November 5, 2007
Emory helps new moms get comfortables
Lisa Newbern is chief of public affairs at the Yerkes National Primate
Research Center and junior chair-elect of the President’s Commission on the
Status of Women.
As I write this, I am watching my 4-year-old daughter sleep while I feel her sibling-to-be moving inside me (by the time you are reading this, my husband, daughter and I may have welcomed the newest addition to our family). During such peaceful times, my mind wanders to how much has changed since I rejoined Emory nearly five years ago.
Shortly after beginning my job, my husband and I learned of our pregnancy. There was so much that was new to us, including how we felt when people asked us if I would breastfeed. As I wrote several years ago in an article for the Center for Women’s News and Narratives, “I didn’t want breastfeeding to be a stressful issue for us. I kept thinking and saying, ‘If it works, great; if not, that’s what formula is for.’”
More so now than ever, I realize how naïve I was and how fortunate I was our daughter immediately took to breastfeeding. That fortune continued when I returned to work and had a private, clean place in which I could express breast milk.

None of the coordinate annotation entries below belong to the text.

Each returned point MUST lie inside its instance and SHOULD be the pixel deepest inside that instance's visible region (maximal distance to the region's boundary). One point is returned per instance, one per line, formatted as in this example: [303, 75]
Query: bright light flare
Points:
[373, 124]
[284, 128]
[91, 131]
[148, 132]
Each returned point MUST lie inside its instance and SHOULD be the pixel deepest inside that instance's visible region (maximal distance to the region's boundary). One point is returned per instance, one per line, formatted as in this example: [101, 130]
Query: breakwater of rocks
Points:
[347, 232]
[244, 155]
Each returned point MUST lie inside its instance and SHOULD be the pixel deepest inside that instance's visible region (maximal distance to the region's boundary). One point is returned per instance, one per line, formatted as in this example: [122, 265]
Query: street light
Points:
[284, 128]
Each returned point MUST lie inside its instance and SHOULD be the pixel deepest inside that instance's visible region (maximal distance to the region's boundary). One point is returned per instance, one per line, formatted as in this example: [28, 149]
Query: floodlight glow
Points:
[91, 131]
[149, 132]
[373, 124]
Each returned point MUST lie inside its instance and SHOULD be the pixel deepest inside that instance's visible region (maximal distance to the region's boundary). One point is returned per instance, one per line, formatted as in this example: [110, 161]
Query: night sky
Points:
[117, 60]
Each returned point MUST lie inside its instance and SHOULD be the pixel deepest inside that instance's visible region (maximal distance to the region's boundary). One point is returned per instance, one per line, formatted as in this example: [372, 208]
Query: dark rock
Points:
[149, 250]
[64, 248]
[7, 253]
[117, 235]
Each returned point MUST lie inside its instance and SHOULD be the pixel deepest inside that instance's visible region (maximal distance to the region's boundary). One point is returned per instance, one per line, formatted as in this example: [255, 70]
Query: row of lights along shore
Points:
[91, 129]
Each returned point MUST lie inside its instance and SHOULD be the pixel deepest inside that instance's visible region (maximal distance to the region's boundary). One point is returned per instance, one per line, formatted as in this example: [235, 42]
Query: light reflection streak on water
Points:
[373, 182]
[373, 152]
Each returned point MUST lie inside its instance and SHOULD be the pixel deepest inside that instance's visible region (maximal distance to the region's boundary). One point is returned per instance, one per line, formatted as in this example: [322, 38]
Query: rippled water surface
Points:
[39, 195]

Not too long after returning to work, I started attending Staff Concerns Committee meetings of the President’s Commission on the Status of Women. That’s when I learned other new moms were not so fortunate upon returning to work — if they couldn’t make it to the Nursing Nest in the Center for Women, too many were left with the option of using public restrooms to provide their preferred choice of nourishment for their children or, reluctantly, turning to formula. Having had to express milk a few times in public restrooms, I knew Emory could do better for its new moms.
That’s when fortune again presented itself — this time via Ali Crown, director of the Center for Women, when she asked Susan Carini, then chair of the Staff Concerns Committee and now chair of the PCSW, to consider addressing the lack of lactation spaces at Emory.
I volunteered to research the benefits of breastfeeding and
to conduct benchmarking research to see how Emory compared to its peers. Reading about the benefits of breastfeeding was encouraging; learning how Emory compared was discouraging.
Armed with the detailed research, including supporting documentation from leading health organizations and data from 21 colleges and universities plus the Centers for Disease Control and Prevention, the PCSW approached the University’s administration for support. The president, provost and executive vice president for finance all responded with their commitment to increase the number of lactation resources available at Emory.
Such commitment led to a longstanding partnership initially involving University administrators, the PCSW and the Center for Women; this group continues to expand as our work progresses. Working together led not only to a lactation policy that expresses the University’s commitment to providing new mothers with private, safe and accessible lactation locations across campus (what we call our Zone Approach so moms won’t have to walk more than a reasonable distance), but also to today’s total of 13 private spaces spread throughout Emory’s main campus as well as one on the Briarcliff campus. Many of these have permanent breast pumps installed.
And, we’re not done. We’re working to identify spaces at Oxford and Grady, and we’re opening new spaces as we can. The most recent space is in the School of Medicine Medical Education building, and the next to come will be in a renovated space within the 1599 Clifton Road building.
How have we enacted such change in such a short period of time? Great partners! From Dr. Stuart Zola, my boss, who supports my involvement in this initiative to Mike Mandl and David Hanson in Finance, and Stephanie Davies-Dickinson and Lindsay Cross in Campus Services Interiors Design as well as Eddie Gammill of the Faculty Staff Assistance Program — and continued support from Crown, Carini and others involved with the PCSW — the commitment to moms returning to work has never been stronger.
This brings me to how each of you reading this article can help. Let me start by arming you with some breastfeeding facts. According to the American Academy of Pediatrics Work Group on Breastfeeding, “Human milk is uniquely superior for infant feeding; all substitute feeding options differ markedly from it.” The National Healthy Mothers, Healthy Babies Coalition offers: “Breastfeeding support at the workplace can positively impact the bottom line by lowering health care costs, enhancing productivity, improving employee satisfaction, increasing retention and improving corporate image.”
Given employee/patient confidentiality issues, there is no list of new moms to call or e-mail about Emory’s lactation resources. So, we’ve had to be creative and steadfast in our educational efforts. To date, we have shared information via occasional articles in Emory Report, Web postings, an FSAP-sponsored InfoStop and word of mouth.
Now that you know what’s available, you, too, can partner with us in our communication efforts — now and in the months and years to come. Emory’s female employees are certain to continue having babies and returning to work. This means for our efforts to be truly successful, our communication must continue, too.
I am so proud to be part of a team that has made such remarkable achievements on behalf of Emory moms. Whereas I now find myself focused on the changes to come — a continued increase in Emory’s lactation resources as well as welcoming the newest member of my family — I also know when I return to work a few short months from now, I won’t have to give breastfeeding a second thought.
Each of you can help give other new moms a similar comfort level. I thank you in advance for anything you are willing to say or do to talk about the lactation resources Emory offers today as well as those to be.